In the jewelers art it is common practice for a jeweler to enlarge or reduce the diameter of a finger ring to fit the finger of a user of the ring. This is normally accomplished by clamping the ring in a vise or other clamping device and then making a radial cut manually through the annulus of the ring by a hacksaw or other sawing device to remove a radial segment of the annulus.
If the diameter of the ring is to be enlarged, after a thin saw cut is made through its annulus its diameter is enlarged on a mandrel and an independent annulus segment of correct length is soldered into the opening formed in the annulus, resulting in a desired enlargement of the diameter and circumference of the ring.
If the diameter of the ring is to be reduced, its circumference must be reduced, frequently from 0.100 to 0.300 inches. This requires several separate saw cuts through the annulus to remove a segment of sufficient size, as saw blades normally employed for such purpose are less than 0.100 inches thick. The ring is then put on a mandrel and its circumference reduced to bring the edges of the total cut together following which they are soldered together, resulting in a ring of the desired reduced diameter and circumference.

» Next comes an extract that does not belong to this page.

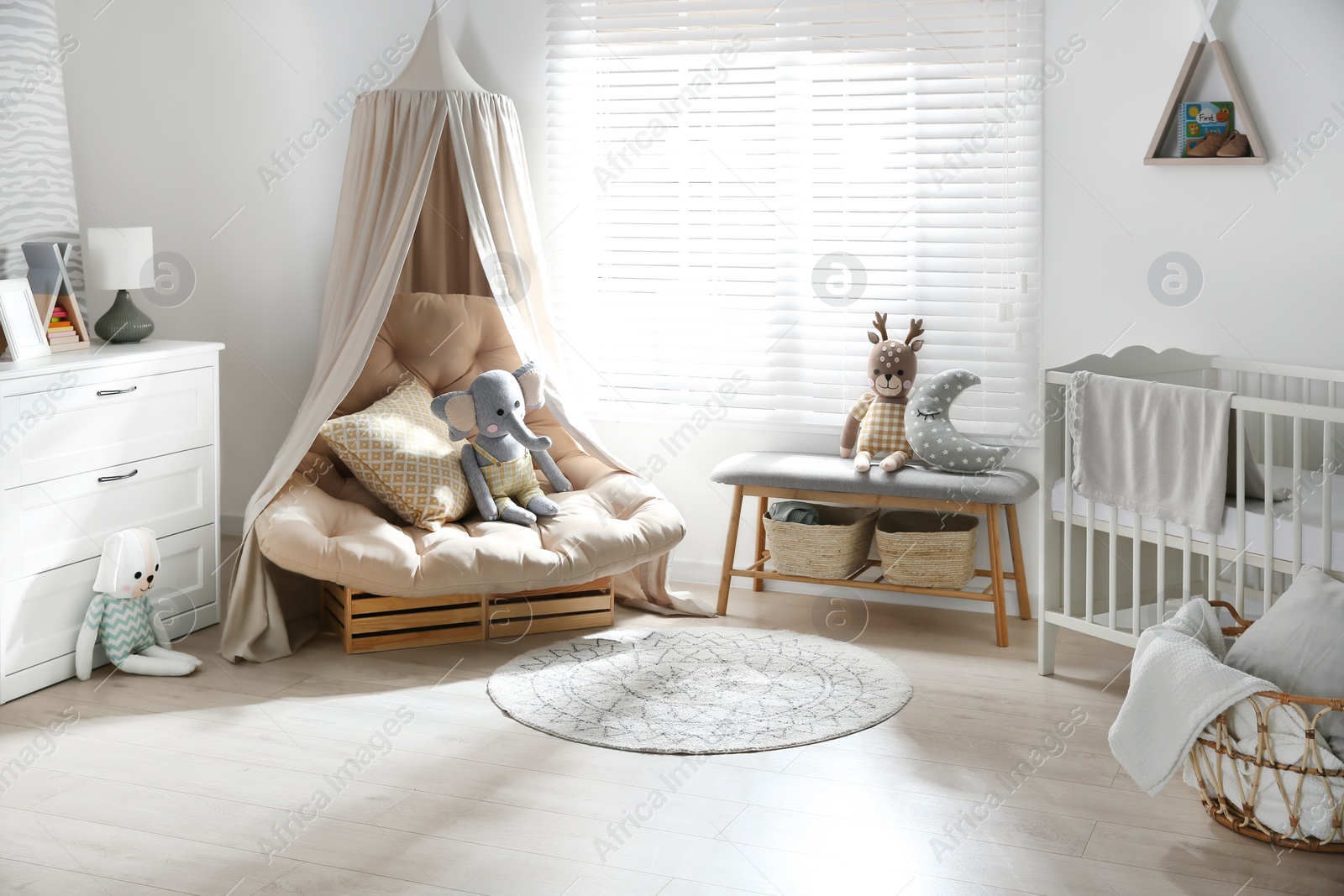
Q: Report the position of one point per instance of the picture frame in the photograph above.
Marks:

It is difficult, if not impossible, to make such cuts truly radial when the saw is held manually, resulting in the edges of the total cut not being parallel when the ring circumference is so reduced to bring such edges into engagement, which in turn makes soldering difficult and frequently results in a faulty appearance of the ring, which is undesirable.
In using a thin straight hacksaw blade or a thin power driven circular saw blade to make such conventional cuts through a ring the blades frequently break, due to manual relative twisting of the ring and saw blade during sawing, which requires replacement of the blade at substantial expense for blades and loss of labor time in the operation, both of which are undesirable.
Also, in employing such conventional manual method of making several cuts in a ring it is difficult, if not impossible, to optically gauge the proper desired separation of such cuts to result in a ring of the precise desired circumference, which is another disadvantage of such conventional method and practice.